Saturday, February 7, 2026

Second-Stab Saturday: Candied Sweet Potatoes without all the fuss

My great-grandmother didn't have to make these the long way.

Candied Sweet Potatoes
3 pounds sweet potatoes (just round to the nearest potato)
¼ cup water
½ cup sugar (brown, white, or maple)
3 tbsp butter
¼ tsp salt (only add this if butter is unsalted)
Cinnamon to taste

Boil or microwave the potatoes until done. Then pick off the skins and cut them into pieces a little larger than bite-size.
Bring the sugar and water to a boil in a large frying pan. Reduce heat to medium and boil until thick and syrupy. Turn off the heat, add the butter, salt, (and cinnamon, if desired), and stir until all is melted and mixed.
Add the potatoes to the pan. Cook over medium heat, stirring constantly and scooping the syrup off of the pan and pouring it on top of the potatoes. (A large serving spoon is better than a flat wooden spoon for this. Continue cooking until all of the syrup sticks to the potatoes. They are done when the syrup no longer forms puddles in the pan when you stop stirring.
If desired, you can use orange juice instead of all or part of the water when making the syrup. 

Source: Handwritten recipe, probably 1920s-1930s Notebook of Hanora Frances "Hannah" Dannehy O'Neil

As I said the last time we made my great-grandmother's candied sweet potatoes, I don't like them but everyone else does. (I think everyone who cooks a lot ends up with at least a few recipes like that). Well, when you don't like something, you rarely want to spend too long make it, even if you're cooking it to be nice. This brings us to the new (to me) shortcut: doing these over the stove.

As I mentioned in an earlier post, I first saw a recipe for candied sweet potatoes in Mrs. Wilson's newspaper column. Instead of parboiling the potatoes and baking them, she told her readers to fully cook the potatoes and then put them in syrup over a stove burner. 

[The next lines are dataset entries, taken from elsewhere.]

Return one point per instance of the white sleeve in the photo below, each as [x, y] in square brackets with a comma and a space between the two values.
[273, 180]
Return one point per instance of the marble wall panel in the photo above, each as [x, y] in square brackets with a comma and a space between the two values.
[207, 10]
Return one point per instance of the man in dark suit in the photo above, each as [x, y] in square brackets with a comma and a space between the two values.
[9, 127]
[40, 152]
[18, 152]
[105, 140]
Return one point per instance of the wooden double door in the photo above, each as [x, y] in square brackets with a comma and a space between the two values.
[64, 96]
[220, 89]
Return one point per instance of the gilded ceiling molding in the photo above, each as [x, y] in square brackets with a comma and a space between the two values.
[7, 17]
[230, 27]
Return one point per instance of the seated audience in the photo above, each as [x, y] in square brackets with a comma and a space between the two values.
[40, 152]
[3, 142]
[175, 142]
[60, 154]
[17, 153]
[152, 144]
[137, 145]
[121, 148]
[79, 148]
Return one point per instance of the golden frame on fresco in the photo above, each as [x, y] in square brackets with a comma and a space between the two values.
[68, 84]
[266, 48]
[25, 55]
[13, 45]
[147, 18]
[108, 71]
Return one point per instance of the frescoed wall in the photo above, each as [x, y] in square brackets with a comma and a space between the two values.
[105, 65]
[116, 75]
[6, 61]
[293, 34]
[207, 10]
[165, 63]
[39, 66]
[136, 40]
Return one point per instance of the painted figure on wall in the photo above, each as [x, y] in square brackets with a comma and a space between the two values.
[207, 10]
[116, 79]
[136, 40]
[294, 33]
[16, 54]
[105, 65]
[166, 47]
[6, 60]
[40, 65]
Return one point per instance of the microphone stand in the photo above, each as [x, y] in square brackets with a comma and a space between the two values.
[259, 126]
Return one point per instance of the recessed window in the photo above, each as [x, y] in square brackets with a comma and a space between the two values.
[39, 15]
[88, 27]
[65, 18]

My dear Mrs. Wilson—I have had wonderful success with so many of your recipes and now am writing to ask you how to make glace sweet potatoes, do you you use sirup, and if so will you kindly tell me how to make and use it? Thanking you in advance, I am, 
Mrs. K. R. 
Wash and cook potatoes until tender, drain, pare. Now place in frying pan 
One cup sirup, 
One-half cup brown sugar, 
Two tablespoons shortening, 
One teaspoon cinnamon. 
Bring to a boil, cook five minutes, add potatoes. Cook until mixture candies, basting potatoes constantly with sirup.
Philadelphia Evening Public Ledger; April 23, 1919; p. 12

I probably should have done this in a bigger frying pan, but the potatoes came out all right (even if I had to keep putting escapees back).


I'm not sure that I'm making these right. An image search for "candied sweet potatoes" yields pictures of neatly sliced sweet potatoes with a perfectly even glaze. Mine always come out smushed, no matter how gentle I am with my basting. But I've had no complaints.


I hate to say my great-grandmother wasted a lot of effort on her candied sweet potatoes, but these were ready after about two minutes on the stove. I wouldn't mind the longer baking time if I could forget the potatoes until the timer went off. But her way involves constantly coming back to baste. I thought that perhaps the long baking time allows the syrup to really penetrate the potatoes. But you couldn't tell the difference. 

With the printed-and-pasted recipes in my great-grandmother's book, it's easy for me to imagine that she skipped over the unnecessary fusswork. But she wrote this one out by hand, so I guess she actually kept coming back and bending over the oven with a basting spoon.  


As I said last time, these taste like a sweet potato casserole if you didn't get out a potato masher. Since I don't like sweet potato casserole, I can't say that I love these. But everyone else seems to like them, so this must be a good recipe. You can't argue against a well-scraped plate.